Son regard s’obscurcit. Oui, j’ai le don pour lui faire perdre sa bonne humeur.

— Ne me prends pas pour une enfant, Maxine. Ce n’est pas parce que je ne pleure pas sur mon sort à chaque instant que je ne sais pas comment marche le monde.

— Je ne pleure pas sur mon sort, grogné-je.

Mais mes mots sortent comme ceux d’une enfant boudeuse, confortant l’opinion de ma mère.

— Je ne sais pas ce qui t’est arrivé, ma chérie. Je suppose que ce sont encore des soucis professionnels.

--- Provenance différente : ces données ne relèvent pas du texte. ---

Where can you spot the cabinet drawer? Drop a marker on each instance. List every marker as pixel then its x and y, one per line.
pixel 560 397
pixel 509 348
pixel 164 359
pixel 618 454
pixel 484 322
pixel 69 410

Il faut dire qu’avec le travail que tu fais… Mais tu vas me faire le plaisir de te reprendre, et d’agir comme tu l’as toujours fait.

Je hausse les sourcils.

— C’est-à-dire ?

— De retrousser tes manches et d’affronter tes problèmes, jusqu’au bout.

J’esquisse un sourire en coin. Ma mère a bien des défauts, mais elle a toujours su trouver les mots pour me guider.

— Même si c’est dangereux ?

— Depuis quand t’ai-je appris à reculer devant le danger ?

Je souris franchement cette fois-ci.

— Jamais. Très bien, j’y réfléchirai.

C’est la seule réponse à apporter. Je ne peux pas foncer tête baissée dans cette affaire. Je ne suis pas la seule en cause, et mes adversaires sont puissants. Je me fais l’effet d’être une marionnette perdue dans les affres du pouvoir.